“OK, so then we’ll move. We will. If we have to, we’ll figure it out. I promise.”
The Mr. Coffee beeped, and Alex stood abruptly to pour himself a cup. Susan was imagining Andrea, poor old Andrea, nodding, stoic but brokenhearted when presented with the news that they were leaving. She remembered the feel of the shaky old hand resting on her elbow, the two of them enjoying a mother-daughter kind of moment on the stoop that afternoon, partners in some unnameable melancholy.
“So that’s the plan,” Alex said, pouring his coffee and smiling gently. “We give it a few days. If we so much as hear a bug farting in the night, we are out of here.”

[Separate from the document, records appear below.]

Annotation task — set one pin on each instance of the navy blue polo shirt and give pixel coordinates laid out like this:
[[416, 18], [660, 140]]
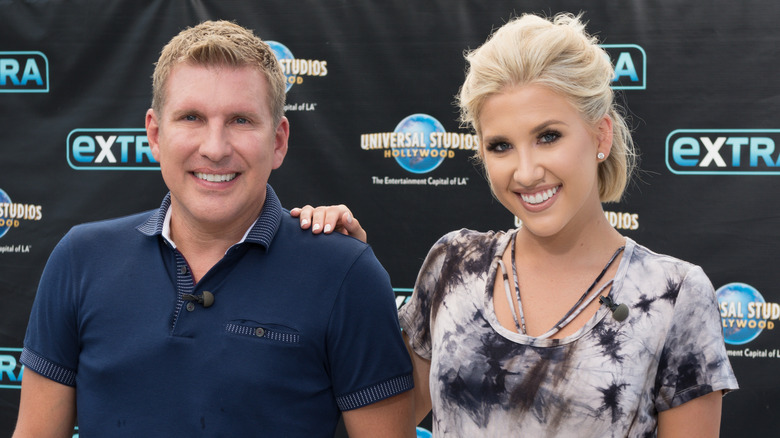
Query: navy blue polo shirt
[[302, 327]]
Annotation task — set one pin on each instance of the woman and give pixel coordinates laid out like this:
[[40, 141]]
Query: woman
[[520, 332]]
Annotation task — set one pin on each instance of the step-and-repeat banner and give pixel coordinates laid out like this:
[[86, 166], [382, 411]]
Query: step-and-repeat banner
[[698, 80]]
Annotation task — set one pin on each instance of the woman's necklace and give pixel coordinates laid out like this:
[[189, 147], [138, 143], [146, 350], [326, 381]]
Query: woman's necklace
[[575, 310]]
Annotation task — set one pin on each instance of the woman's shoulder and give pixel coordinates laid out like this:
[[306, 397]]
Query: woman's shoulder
[[467, 237], [646, 262], [649, 256]]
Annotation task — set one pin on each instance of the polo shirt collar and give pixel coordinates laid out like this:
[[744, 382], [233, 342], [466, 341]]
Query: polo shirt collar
[[261, 232]]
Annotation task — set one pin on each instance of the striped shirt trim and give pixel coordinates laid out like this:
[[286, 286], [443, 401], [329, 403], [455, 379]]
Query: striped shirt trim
[[261, 233], [375, 393], [47, 369]]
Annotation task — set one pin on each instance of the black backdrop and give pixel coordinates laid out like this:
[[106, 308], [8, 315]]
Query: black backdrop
[[698, 79]]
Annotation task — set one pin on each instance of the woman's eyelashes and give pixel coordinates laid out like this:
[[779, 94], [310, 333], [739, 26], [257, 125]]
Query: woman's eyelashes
[[549, 137], [498, 146], [545, 137]]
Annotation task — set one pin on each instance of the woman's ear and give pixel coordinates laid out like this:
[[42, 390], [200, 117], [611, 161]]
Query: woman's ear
[[604, 135]]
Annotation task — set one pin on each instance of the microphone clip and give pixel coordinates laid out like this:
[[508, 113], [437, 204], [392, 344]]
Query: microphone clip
[[619, 311], [205, 299]]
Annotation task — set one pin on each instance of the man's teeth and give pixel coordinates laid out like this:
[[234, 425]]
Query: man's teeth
[[539, 197], [215, 178]]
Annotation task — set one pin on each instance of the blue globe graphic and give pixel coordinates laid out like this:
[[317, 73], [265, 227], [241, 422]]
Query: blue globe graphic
[[739, 295], [423, 433], [4, 199], [282, 52], [415, 163]]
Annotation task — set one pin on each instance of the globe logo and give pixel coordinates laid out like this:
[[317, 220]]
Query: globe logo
[[4, 199], [423, 433], [422, 158], [282, 52], [735, 299]]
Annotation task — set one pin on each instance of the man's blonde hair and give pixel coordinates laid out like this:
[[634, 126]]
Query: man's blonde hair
[[220, 43]]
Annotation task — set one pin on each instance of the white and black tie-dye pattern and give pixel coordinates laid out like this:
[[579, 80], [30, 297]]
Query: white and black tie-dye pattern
[[609, 379]]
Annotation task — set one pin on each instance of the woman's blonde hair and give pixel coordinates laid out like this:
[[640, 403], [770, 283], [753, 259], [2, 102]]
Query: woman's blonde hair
[[559, 54]]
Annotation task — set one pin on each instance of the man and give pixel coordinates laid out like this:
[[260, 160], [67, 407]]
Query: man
[[215, 315]]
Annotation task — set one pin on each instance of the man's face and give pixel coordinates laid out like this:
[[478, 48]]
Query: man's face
[[216, 144]]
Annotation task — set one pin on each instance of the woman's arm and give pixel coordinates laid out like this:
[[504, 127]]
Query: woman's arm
[[327, 219], [699, 417]]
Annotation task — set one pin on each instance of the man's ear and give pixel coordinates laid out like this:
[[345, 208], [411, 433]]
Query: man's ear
[[153, 133], [280, 141]]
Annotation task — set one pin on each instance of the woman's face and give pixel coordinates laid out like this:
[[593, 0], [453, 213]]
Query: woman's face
[[541, 158]]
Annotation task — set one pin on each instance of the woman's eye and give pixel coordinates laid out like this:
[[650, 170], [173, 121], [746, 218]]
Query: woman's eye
[[498, 147], [549, 137]]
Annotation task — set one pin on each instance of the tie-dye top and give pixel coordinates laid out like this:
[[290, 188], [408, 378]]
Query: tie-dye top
[[609, 379]]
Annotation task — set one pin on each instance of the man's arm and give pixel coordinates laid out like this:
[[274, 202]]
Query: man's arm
[[47, 409], [391, 417], [699, 417], [421, 370]]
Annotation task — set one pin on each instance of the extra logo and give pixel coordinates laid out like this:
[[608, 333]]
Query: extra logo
[[10, 368], [723, 152], [12, 215], [745, 313], [110, 149], [630, 62], [24, 72], [295, 69], [402, 295], [419, 143]]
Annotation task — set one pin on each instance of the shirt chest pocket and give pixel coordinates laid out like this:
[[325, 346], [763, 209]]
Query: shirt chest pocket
[[264, 332]]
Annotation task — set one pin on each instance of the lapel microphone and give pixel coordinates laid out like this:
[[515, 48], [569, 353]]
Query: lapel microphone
[[619, 311], [206, 299]]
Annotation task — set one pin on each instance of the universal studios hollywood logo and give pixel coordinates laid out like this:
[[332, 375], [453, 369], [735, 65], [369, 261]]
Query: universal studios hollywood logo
[[745, 313], [419, 143]]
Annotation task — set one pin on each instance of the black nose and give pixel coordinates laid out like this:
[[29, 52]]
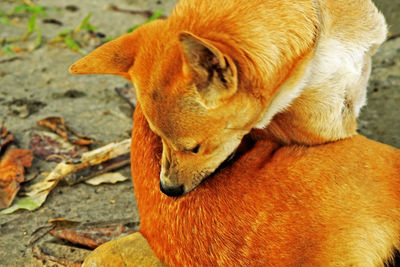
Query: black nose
[[172, 191]]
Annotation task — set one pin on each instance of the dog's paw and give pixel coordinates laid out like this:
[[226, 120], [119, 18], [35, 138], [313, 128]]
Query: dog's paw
[[131, 250]]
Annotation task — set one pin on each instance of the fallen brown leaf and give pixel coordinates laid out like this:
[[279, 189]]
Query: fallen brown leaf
[[47, 259], [92, 237], [6, 138], [51, 147], [12, 170], [59, 126], [91, 163]]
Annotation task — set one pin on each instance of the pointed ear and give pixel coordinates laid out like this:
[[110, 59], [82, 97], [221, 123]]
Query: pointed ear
[[115, 57], [214, 73]]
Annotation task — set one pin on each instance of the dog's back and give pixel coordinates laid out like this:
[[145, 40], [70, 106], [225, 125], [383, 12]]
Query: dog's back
[[331, 205], [333, 90]]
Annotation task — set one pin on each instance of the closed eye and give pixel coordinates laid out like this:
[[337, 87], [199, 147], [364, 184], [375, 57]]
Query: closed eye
[[194, 150]]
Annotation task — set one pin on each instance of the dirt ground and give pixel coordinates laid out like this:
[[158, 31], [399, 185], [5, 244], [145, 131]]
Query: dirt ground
[[35, 85]]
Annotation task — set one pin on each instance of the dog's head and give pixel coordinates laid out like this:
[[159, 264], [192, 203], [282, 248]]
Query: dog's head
[[188, 90]]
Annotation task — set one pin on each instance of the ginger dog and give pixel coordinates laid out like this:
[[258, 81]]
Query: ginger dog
[[336, 204], [214, 70]]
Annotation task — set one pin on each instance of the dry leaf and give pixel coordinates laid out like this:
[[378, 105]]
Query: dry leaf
[[50, 260], [12, 170], [37, 193], [59, 126], [5, 138], [110, 178], [51, 147], [92, 237]]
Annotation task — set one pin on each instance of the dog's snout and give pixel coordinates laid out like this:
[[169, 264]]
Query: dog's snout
[[172, 191]]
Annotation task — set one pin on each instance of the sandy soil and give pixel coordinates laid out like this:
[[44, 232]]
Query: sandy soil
[[38, 82]]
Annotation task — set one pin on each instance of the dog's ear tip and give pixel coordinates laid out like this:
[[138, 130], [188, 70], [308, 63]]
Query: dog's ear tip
[[73, 69]]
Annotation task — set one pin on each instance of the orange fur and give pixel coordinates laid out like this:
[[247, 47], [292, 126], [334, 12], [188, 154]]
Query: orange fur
[[331, 205], [214, 70]]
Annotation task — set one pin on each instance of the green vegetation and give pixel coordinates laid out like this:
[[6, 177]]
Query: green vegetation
[[74, 39]]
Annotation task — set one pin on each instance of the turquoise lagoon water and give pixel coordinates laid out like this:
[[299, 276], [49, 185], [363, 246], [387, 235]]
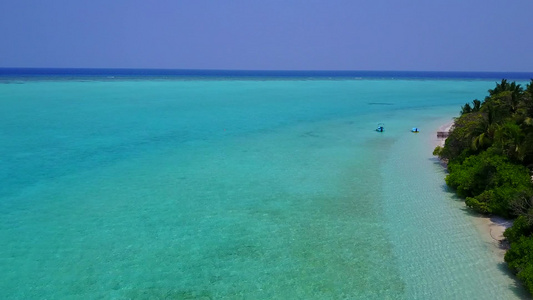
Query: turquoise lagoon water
[[235, 189]]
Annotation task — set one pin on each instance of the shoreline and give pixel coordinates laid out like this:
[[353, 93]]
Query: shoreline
[[491, 228]]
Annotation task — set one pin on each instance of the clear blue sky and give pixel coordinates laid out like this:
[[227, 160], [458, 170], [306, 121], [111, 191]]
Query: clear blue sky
[[453, 35]]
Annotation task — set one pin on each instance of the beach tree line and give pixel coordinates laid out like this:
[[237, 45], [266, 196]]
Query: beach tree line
[[490, 162]]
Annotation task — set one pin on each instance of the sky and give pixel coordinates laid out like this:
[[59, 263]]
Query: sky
[[416, 35]]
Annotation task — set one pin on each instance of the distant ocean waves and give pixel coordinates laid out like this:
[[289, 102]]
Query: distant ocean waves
[[76, 73]]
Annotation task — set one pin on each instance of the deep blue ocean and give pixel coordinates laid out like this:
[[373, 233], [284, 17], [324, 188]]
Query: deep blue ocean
[[180, 184]]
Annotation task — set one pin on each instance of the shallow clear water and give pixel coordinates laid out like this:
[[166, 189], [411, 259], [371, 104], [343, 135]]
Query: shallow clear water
[[274, 189]]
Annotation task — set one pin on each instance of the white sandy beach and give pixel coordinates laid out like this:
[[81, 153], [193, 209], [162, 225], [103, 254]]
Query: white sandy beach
[[490, 228]]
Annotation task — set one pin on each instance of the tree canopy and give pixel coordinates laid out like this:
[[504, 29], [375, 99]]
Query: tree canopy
[[490, 162]]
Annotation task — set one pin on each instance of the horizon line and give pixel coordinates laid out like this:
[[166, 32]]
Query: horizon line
[[248, 70]]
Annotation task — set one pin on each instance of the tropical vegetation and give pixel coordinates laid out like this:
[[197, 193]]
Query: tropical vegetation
[[490, 161]]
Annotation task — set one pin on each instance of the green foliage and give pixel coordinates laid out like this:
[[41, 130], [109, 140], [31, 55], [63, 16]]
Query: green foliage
[[490, 154], [437, 151], [489, 182]]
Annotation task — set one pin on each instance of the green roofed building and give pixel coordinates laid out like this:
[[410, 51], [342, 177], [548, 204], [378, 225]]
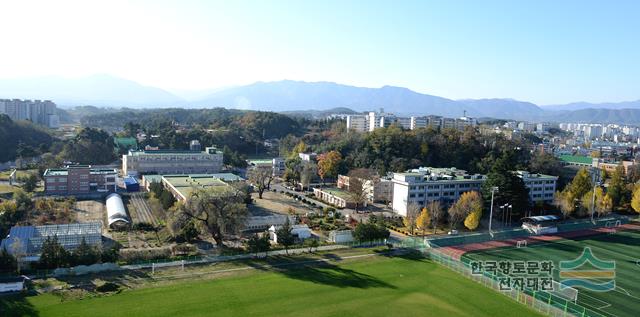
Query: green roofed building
[[578, 160], [181, 186], [122, 145], [173, 161]]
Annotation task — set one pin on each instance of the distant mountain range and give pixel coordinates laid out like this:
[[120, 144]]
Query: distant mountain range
[[296, 97], [96, 90]]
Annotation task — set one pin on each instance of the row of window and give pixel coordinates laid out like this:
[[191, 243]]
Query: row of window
[[444, 194], [444, 186]]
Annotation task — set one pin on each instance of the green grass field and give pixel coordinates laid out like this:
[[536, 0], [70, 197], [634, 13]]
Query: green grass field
[[370, 286], [623, 247]]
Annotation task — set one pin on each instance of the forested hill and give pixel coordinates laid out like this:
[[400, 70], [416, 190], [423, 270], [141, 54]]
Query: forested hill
[[257, 124], [21, 138]]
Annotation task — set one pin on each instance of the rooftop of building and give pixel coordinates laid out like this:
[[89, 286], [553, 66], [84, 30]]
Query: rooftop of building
[[65, 170], [341, 193], [186, 184], [580, 159], [442, 174], [125, 142], [208, 150], [535, 175]]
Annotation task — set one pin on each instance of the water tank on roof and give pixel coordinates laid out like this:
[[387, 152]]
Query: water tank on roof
[[116, 214]]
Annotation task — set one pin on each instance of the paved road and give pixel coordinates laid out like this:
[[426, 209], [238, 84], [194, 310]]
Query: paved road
[[212, 259], [143, 210]]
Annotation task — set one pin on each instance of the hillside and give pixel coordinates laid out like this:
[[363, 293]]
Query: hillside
[[20, 137]]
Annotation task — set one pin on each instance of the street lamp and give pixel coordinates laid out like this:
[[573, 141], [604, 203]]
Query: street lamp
[[494, 189]]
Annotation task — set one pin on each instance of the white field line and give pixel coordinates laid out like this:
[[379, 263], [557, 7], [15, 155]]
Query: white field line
[[245, 268]]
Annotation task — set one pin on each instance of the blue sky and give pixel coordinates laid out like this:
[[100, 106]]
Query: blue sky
[[541, 51]]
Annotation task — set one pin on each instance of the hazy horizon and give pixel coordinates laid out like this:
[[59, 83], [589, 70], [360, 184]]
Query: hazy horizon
[[545, 52]]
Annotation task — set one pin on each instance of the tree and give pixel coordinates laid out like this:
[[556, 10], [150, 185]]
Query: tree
[[309, 169], [581, 184], [436, 212], [8, 262], [473, 219], [84, 254], [189, 232], [359, 181], [512, 189], [413, 211], [131, 129], [258, 244], [30, 183], [285, 236], [565, 201], [220, 210], [53, 255], [166, 199], [293, 168], [635, 201], [261, 178], [311, 244], [468, 203], [328, 164], [371, 231], [424, 220], [301, 147], [617, 189]]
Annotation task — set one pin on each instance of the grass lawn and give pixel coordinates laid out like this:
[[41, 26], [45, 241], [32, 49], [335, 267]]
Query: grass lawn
[[372, 286], [622, 247]]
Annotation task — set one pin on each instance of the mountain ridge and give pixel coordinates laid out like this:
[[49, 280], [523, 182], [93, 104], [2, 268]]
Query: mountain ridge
[[300, 96]]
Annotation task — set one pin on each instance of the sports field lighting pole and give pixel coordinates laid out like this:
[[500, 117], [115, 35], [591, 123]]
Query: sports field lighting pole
[[493, 191], [595, 185]]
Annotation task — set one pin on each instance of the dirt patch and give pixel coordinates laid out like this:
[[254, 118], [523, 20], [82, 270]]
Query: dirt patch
[[278, 203], [90, 210]]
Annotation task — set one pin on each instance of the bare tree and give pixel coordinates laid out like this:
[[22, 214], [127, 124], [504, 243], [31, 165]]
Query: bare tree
[[436, 212], [17, 248], [361, 180], [410, 220], [306, 175], [221, 209], [261, 178]]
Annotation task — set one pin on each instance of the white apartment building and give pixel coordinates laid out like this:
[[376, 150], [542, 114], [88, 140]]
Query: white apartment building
[[375, 120], [42, 112], [541, 187], [426, 184], [162, 162]]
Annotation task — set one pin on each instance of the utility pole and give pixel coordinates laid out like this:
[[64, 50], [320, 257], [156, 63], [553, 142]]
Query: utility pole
[[493, 191], [595, 184]]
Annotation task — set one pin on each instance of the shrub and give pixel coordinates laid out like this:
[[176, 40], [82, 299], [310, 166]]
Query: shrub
[[108, 287], [143, 226]]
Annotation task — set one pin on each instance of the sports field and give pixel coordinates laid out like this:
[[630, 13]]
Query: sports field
[[376, 285], [623, 247]]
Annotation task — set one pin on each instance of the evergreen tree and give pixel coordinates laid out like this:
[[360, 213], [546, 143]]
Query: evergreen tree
[[285, 237], [8, 262]]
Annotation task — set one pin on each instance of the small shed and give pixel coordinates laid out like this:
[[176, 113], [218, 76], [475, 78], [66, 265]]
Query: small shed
[[12, 283], [116, 214], [131, 184], [341, 236], [300, 232]]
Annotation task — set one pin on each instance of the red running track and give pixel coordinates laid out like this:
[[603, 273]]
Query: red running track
[[457, 252]]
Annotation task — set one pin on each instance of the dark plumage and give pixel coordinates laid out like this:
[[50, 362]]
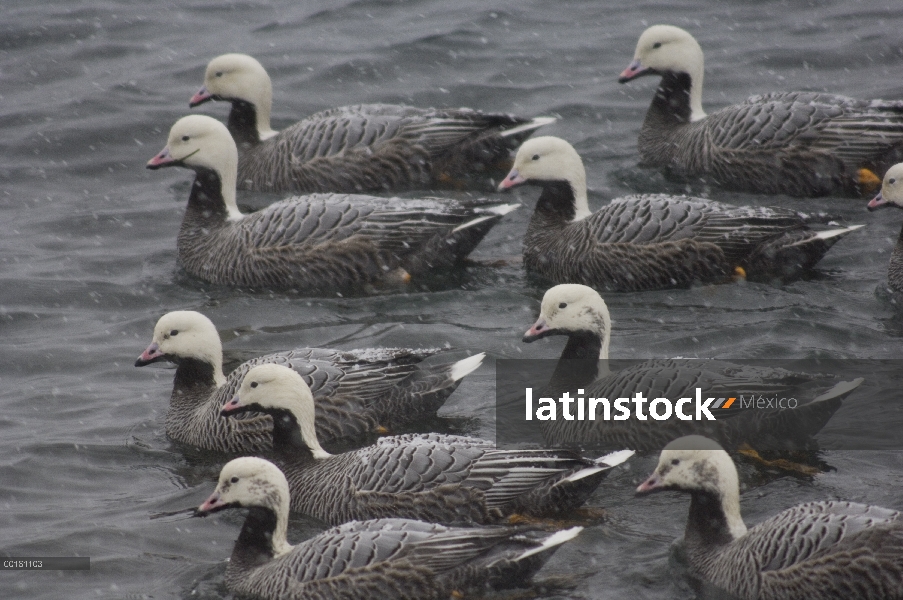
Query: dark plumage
[[358, 393], [312, 243], [578, 312], [364, 148], [385, 558], [795, 143], [434, 477], [824, 550], [653, 241]]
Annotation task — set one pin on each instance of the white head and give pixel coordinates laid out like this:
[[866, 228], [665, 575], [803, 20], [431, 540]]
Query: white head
[[270, 388], [253, 482], [695, 463], [665, 48], [201, 142], [239, 77], [572, 308], [186, 334], [550, 159], [891, 193]]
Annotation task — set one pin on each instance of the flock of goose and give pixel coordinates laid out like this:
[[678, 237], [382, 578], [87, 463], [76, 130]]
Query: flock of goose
[[428, 515]]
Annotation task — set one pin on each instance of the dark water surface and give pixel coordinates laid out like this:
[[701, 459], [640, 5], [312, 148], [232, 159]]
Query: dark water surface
[[88, 91]]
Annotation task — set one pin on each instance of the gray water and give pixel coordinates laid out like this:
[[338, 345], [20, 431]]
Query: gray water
[[88, 91]]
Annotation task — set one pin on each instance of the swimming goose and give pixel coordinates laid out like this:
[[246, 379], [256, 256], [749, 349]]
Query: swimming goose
[[359, 393], [891, 194], [651, 241], [433, 477], [580, 314], [795, 143], [825, 550], [384, 558], [364, 148], [311, 243]]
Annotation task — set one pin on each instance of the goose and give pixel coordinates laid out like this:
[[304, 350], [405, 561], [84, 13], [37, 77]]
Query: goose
[[311, 243], [655, 241], [382, 558], [363, 148], [891, 194], [795, 143], [579, 313], [826, 550], [432, 477], [359, 393]]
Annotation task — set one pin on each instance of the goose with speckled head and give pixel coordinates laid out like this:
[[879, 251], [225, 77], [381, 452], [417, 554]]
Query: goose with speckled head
[[891, 196], [359, 393], [579, 314], [794, 143], [309, 244], [366, 560], [648, 242], [366, 148], [435, 477], [827, 550]]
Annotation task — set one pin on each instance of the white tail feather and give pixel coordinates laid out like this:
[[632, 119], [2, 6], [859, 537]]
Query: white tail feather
[[844, 387], [828, 234], [615, 458], [556, 539], [466, 366], [529, 126]]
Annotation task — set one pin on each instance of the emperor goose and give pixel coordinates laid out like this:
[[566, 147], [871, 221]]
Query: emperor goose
[[825, 550], [369, 560], [358, 393], [795, 143], [891, 194], [310, 243], [434, 477], [652, 241], [580, 314], [363, 148]]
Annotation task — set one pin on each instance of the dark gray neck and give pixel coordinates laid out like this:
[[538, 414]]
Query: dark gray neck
[[671, 104], [243, 124], [192, 376], [895, 271], [206, 200], [556, 202], [254, 546], [578, 365], [707, 525], [287, 441]]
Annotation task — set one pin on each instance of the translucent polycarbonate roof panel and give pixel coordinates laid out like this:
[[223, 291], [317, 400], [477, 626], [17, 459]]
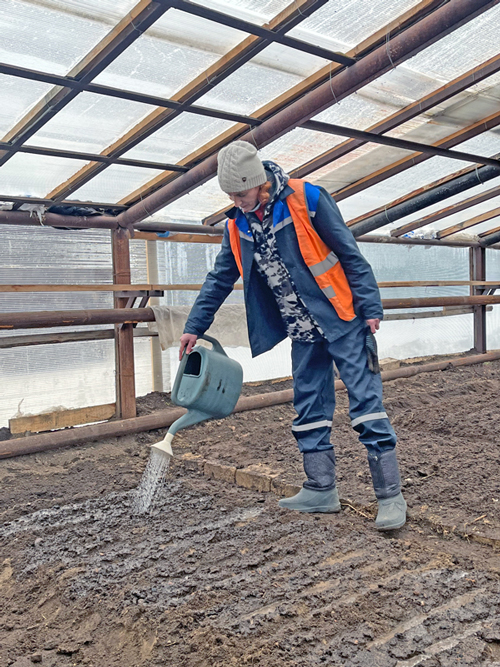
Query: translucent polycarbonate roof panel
[[167, 57], [114, 183], [489, 86], [298, 147], [53, 36], [255, 11], [371, 157], [418, 176], [472, 192], [35, 175], [358, 111], [463, 49], [18, 96], [196, 205], [257, 82], [468, 214], [179, 138], [90, 123], [346, 23]]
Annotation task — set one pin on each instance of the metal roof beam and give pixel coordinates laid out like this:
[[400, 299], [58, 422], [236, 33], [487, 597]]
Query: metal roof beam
[[445, 212], [226, 65], [95, 157], [109, 91], [413, 110], [259, 31], [394, 27], [144, 14], [371, 137], [404, 45], [397, 167], [423, 197]]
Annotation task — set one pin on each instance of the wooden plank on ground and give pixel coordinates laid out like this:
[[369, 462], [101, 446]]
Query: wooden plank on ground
[[48, 421]]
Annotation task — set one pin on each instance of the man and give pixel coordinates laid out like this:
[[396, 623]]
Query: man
[[304, 277]]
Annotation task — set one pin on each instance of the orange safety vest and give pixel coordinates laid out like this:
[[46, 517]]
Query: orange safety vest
[[321, 261]]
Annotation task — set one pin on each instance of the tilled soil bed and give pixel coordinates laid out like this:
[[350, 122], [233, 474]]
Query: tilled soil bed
[[218, 575]]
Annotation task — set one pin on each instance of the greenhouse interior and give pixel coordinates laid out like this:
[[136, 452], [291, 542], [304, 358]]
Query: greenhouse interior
[[119, 548]]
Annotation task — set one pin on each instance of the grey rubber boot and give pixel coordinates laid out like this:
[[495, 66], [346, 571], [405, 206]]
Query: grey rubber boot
[[387, 486], [319, 493]]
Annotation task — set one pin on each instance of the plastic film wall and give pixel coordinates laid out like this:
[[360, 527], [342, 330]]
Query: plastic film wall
[[68, 375]]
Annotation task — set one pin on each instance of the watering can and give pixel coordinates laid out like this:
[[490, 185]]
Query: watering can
[[208, 383]]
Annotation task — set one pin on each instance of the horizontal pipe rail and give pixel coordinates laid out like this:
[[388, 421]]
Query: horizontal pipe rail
[[42, 319], [191, 287], [404, 144], [215, 233], [395, 51], [164, 418]]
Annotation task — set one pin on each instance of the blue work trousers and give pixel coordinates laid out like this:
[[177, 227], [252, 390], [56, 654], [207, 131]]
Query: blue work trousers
[[314, 393]]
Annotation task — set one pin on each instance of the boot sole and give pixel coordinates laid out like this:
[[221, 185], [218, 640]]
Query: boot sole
[[385, 528], [313, 510]]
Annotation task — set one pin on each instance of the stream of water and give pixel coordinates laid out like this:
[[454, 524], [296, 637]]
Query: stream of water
[[151, 482]]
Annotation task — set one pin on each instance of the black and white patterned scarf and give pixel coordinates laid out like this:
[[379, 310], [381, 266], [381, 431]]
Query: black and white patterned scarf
[[297, 319]]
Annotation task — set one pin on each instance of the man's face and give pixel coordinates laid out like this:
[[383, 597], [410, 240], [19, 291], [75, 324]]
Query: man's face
[[246, 200]]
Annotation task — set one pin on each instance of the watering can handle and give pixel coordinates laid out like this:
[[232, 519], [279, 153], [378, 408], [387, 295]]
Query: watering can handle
[[216, 345]]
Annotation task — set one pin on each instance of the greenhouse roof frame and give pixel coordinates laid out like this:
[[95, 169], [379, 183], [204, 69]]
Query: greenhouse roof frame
[[289, 52]]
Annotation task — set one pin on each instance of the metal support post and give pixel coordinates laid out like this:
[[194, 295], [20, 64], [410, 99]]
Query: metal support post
[[477, 264], [153, 279], [124, 333]]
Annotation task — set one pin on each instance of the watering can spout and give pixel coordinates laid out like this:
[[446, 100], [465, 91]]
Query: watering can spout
[[208, 383], [191, 417]]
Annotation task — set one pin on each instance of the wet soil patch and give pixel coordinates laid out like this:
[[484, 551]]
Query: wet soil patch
[[218, 575]]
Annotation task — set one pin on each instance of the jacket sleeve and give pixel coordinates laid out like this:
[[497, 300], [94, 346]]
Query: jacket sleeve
[[218, 285], [332, 229]]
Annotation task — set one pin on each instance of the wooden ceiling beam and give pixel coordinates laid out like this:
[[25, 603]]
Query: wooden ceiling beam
[[476, 220], [433, 27], [226, 65], [447, 211], [458, 85], [409, 161], [139, 19], [393, 28]]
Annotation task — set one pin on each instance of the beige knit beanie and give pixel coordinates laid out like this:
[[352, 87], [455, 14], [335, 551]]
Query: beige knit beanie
[[239, 167]]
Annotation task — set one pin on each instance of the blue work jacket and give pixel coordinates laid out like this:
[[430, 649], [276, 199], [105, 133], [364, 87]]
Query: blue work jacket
[[265, 325]]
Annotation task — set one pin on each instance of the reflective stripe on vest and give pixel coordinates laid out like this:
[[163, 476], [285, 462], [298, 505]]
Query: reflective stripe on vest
[[320, 260]]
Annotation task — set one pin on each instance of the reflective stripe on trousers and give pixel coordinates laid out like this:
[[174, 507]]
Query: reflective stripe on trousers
[[314, 394]]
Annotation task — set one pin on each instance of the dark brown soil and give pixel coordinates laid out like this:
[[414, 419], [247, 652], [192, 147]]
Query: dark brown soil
[[218, 575]]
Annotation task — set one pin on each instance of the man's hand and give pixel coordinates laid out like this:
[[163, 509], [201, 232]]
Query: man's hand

Susan sighed. She knew what he was doing; kicking the can down the road, giving her time to forget this flight of fancy when a few days had gone by. It had happened before. When she had wanted to get a dog; when she had made noises about leaving New York, moving upstate, somewhere with mountains. He would say, hmm, let’s think about it, hmm, we’ll talk about it next week, when I’m not so crazy at work, when Emma’s not sick, whatever … and eventually other things cropped up to distract her attention. She looked at her shoulder. The pink mark on her arm was tiny, barely visible. Maybe it was a pimple. And they had brought in a professional, paid good money for a thorough investigation not two weeks ago, and been given the all clear.
But the fresh knot of unease that had formed in her chest that morning at three o’clock, when she woke to see the monster on her shoulder—it was no dream, no dream at all—had not abated. It throbbed, sending out one message, over and over: they had to move, had to get out of there, and quick.
Or else or else or else.
Alex turned to look at the clock, and Susan gnawed furtively at her nails, wrenching off a hunk of thumbnail and spitting it on the floor. A pulse of pain shot up her thumb, and blood welled where the nail had been and drooled down over the knuckle. Alex turned back and planted a sweet kiss on her cheek. “So, we’ll handle it. We’re on top of it.”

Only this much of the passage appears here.